The descent of another estate in Dinton in the Wyndham family went as follows:
- William I Wyndham (1659–1734) bought the manor in 1689. He was the third son of Sir Wadham Wyndham (1609–1668), of Norrington, Wiltshire, a judge of the King's Bench and ninth son of Sir John Wyndham (1558–1645) of Orchard Wyndham, Somerset. William I married Henrietta Stratford, a daughter and co-heiress of Henry Stratford of Hawling, Gloucestershire.

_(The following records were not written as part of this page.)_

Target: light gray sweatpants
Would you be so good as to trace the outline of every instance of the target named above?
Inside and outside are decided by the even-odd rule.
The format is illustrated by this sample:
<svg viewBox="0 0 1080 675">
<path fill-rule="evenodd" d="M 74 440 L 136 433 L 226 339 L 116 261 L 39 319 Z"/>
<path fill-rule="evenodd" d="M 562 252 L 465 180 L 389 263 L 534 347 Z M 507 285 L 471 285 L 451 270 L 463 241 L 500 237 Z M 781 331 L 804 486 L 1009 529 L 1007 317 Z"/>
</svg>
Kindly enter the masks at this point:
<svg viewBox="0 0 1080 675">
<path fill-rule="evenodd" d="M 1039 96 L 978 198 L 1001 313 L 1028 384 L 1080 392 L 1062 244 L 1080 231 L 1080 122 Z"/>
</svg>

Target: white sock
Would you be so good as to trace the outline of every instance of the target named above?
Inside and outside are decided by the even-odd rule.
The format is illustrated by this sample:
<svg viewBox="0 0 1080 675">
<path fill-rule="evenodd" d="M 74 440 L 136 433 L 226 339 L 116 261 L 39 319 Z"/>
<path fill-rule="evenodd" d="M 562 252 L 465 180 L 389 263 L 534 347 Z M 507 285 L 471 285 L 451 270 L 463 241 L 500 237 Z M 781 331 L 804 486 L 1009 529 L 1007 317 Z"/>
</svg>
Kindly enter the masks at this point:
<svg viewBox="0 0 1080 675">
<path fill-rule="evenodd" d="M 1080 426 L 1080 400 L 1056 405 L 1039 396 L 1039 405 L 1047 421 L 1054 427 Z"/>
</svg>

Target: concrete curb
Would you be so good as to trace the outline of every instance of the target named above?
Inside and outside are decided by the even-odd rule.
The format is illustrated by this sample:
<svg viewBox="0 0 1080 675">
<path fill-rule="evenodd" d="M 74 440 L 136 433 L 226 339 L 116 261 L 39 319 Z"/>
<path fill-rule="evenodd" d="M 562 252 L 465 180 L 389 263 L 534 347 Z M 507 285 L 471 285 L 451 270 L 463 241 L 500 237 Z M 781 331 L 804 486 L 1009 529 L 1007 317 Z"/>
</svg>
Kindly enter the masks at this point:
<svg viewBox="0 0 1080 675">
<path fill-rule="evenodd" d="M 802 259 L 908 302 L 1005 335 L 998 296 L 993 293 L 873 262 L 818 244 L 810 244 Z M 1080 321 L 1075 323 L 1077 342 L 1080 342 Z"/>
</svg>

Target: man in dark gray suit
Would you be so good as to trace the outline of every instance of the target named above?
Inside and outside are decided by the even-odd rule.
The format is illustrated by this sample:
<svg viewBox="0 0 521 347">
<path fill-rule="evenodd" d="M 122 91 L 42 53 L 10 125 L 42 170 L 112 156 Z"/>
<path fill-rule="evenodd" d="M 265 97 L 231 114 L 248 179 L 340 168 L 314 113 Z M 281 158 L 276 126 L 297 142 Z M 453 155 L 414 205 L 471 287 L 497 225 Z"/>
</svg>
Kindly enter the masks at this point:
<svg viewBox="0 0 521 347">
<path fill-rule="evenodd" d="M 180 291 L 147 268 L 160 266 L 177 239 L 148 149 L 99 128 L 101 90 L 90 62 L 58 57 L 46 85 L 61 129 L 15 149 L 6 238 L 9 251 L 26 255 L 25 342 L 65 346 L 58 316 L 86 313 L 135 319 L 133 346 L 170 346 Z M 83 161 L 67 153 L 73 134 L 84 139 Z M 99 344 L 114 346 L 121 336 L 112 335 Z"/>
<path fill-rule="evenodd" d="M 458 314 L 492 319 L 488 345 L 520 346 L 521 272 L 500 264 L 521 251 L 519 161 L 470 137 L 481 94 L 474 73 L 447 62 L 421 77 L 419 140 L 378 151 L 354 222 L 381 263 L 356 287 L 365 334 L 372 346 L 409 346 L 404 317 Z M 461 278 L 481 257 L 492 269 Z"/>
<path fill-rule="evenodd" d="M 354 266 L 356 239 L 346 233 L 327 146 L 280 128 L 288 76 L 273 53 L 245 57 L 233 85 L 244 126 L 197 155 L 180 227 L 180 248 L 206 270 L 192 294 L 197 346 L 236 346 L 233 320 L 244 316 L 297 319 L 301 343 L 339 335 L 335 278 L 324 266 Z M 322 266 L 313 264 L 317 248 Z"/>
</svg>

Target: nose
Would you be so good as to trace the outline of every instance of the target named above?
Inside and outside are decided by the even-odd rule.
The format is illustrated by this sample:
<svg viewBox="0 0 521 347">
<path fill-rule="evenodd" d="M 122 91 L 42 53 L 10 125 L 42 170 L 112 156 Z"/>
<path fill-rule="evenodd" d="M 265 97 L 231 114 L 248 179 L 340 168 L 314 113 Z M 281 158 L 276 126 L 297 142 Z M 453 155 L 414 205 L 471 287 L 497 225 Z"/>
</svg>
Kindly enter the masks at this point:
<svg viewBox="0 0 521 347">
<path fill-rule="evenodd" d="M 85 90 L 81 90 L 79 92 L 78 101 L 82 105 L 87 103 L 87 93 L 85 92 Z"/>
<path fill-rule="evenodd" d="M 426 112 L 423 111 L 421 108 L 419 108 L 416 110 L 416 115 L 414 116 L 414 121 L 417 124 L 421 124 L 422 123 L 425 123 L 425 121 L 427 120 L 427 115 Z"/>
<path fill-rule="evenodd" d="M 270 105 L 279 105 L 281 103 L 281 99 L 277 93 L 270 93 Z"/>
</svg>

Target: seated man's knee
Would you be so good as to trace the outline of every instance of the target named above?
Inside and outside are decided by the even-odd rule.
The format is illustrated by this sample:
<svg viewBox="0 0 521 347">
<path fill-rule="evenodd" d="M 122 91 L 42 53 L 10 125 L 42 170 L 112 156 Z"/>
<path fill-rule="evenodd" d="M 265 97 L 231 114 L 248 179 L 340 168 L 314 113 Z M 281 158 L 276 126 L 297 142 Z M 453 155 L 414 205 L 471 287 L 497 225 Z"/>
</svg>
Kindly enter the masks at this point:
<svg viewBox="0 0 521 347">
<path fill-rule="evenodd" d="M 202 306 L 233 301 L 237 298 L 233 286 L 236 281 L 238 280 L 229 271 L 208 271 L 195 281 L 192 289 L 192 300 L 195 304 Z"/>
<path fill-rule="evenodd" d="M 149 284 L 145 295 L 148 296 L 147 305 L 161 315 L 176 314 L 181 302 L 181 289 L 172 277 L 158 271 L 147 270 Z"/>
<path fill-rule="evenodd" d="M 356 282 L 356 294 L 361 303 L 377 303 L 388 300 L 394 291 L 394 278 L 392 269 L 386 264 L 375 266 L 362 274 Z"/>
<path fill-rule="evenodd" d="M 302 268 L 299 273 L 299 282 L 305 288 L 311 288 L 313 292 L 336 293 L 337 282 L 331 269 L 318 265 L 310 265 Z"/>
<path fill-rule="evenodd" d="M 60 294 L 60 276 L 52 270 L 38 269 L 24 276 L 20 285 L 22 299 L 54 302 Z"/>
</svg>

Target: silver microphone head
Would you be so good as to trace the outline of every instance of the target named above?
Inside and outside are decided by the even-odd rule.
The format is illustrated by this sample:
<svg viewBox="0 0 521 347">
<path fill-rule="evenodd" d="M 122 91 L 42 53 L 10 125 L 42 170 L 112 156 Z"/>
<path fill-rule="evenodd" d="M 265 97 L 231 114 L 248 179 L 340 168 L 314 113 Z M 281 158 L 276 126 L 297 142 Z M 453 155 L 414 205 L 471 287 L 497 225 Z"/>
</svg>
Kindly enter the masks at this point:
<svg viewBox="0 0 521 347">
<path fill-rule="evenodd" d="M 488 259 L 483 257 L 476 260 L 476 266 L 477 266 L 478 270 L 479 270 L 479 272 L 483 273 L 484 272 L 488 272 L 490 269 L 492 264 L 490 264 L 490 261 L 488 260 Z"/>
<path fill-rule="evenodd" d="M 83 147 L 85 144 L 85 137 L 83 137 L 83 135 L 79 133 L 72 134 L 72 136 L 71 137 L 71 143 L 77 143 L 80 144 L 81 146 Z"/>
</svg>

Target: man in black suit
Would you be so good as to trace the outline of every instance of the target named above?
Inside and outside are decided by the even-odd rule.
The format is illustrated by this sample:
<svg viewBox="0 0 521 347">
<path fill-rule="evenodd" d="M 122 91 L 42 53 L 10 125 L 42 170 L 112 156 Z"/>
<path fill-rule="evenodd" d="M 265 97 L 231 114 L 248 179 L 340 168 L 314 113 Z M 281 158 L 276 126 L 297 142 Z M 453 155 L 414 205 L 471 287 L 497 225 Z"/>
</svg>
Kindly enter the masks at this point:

- William II Windham (died 1762), eldest son, inherited Dinton from his father and Hawling from his mother. He married Barbara Smith, daughter and heiress of Michael Smith of Stanton St Bernard, Wiltshire.
- William III Wyndham (died 1786), eldest son, of Dinton and Hawling, was a pioneer in agricultural improvement. He married in 1767 Elizabeth Heathcote (died 1809), a daughter of Sir Thomas Heathcote, 2nd Baronet (1721–1787), of Hursley Park, Southampton.
- William IV Wyndham (1769–1841), eldest son, of Dinton, inherited the manor of Norrington from his Wyndham cousin, descended from the eldest son of the judge Sir Wadham Wyndham (died 1668). He married in 1794 Laetitia Popham (died 1837), daughter of Alexander Popham, a Master in Chancery. In 1816 he built the present house to designs by Sir Jeffry Wyattville.
- William V Wyndham (1796–1862), of Dinton, eldest son, JP, DL, MP for Wiltshire South 1852–1859, married in 1831 Ellen Heathcote (died 1883), eldest daughter of Rev. Samuel Heathcote of Bramshaw Hill, Hampshire.
- William VI Wyndham (1834–1914), eldest son, JP, DL, of Dinton, was heir male to his grandfather under the will of a distant cousin George Francis Wyndham (1786–1845), who shared descent from Sir John Wyndham (1558–1645) of Orchard Wyndham, after the death in 1876 of the 4th Earl's widow, who had retained a life interest. He thus inherited the ancient family manor of Orchard Wyndham. He married in 1867 Frances Ann Stafford (died 1934), second daughter of Rev. Charles James Stafford, vicar of Dinton.
- William VII Wyndham (born 1868), eldest son, JP, of Orchard Wyndham, sold Dinton in 1916 to Bertram Philipps.